Now, who is prepared to make a literal interpretation of those? But there are people that believe in the literal interpretation of the Bible. I guess one would have to take into account the times in which the book of Leviticus was written. So it is possible that those laws made absolute sense. There must be a reason that we no longer subscribe to them.
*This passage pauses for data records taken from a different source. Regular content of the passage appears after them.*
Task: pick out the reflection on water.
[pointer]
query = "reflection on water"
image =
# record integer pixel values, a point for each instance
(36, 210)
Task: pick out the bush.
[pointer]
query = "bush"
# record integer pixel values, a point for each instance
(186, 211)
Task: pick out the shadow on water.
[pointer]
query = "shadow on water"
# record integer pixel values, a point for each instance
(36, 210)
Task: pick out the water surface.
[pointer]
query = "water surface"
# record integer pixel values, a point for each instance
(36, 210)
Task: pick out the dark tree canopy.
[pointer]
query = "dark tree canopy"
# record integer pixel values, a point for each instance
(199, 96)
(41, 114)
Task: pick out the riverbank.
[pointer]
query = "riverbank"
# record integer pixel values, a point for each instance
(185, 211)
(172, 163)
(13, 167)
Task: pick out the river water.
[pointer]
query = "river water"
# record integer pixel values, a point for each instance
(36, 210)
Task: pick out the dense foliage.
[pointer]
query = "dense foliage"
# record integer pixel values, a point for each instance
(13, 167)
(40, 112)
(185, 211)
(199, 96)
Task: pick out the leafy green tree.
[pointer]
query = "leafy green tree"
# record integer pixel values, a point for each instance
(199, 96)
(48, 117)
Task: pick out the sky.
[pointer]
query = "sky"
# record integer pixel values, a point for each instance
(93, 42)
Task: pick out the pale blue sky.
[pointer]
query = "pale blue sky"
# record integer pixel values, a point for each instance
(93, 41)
But what of other versus that we choose to literally interpret:

"Women should be silent in the churches, for they are not permitted to speak, but should be submissive, as the law also says." (1 Corinthians 14:34)

"But if ... evidences of virginity are not found for the young woman, then they shall bring out the young woman to the door of her father's house, and the men of her city shall stone her to death with stones..." (Deuteronomy 22:20,21)

"If your hand causes you to sin, cut it off. It is better for you to enter into life maimed, rather than having two hands, to go to hell, into the fire that shall never be quenched." (Mark 9:43)

"One of illegitimate birth shall not enter the congregation of the Lord." (Deuteronomy 23:2)

"Slaves are to be submissive to their masters in everything, and to be well-pleasing, not talking back ." (Titus 2:9)

"Slaves, submit yourselves to your masters with all respect, not only to the good and gentle but also to the cruel. " (1 Peter 2:18)

So clearly there are passages in the Bible that we do not apply to modern times. That being the case, how are do we go about choosing which scriptures to follow and which to use a historical reference and lessons for spiritual development?

Discussion Starters:
1. Are there particular teachings in the Bible that don’t seem to make sense?
2. Do you believe everything in the Bible as fact or as a combination of mythology, historical accounts and spiritual lessons?
3. Do you believe in the literal interpretation of the Bible? Why or Why Not?






28 Responses to The Bible: Literal Interpretation & Modern Politics Part. I

  1. Jaimie Says:
    Some things are to be taken literal, but not all. I tend to think that the Bible is a part of a specific time in history and is meant to be used as a tool to live by, somewhat like a pencil. A pencil is a means of writing, but there are also pens, markers, crayons, etc. We get the same result using any of these tools-we are able to write. The Bible is similar in that it is a tool to live by, and can be used in many different ways by many different people.

    Kind of like the plays of Shakespear: I don't know of anyone today in 2006 that speaks in Olde English, but I do know plenty of people who can relate to his sonnets and plays, considering that they deal with human relationships.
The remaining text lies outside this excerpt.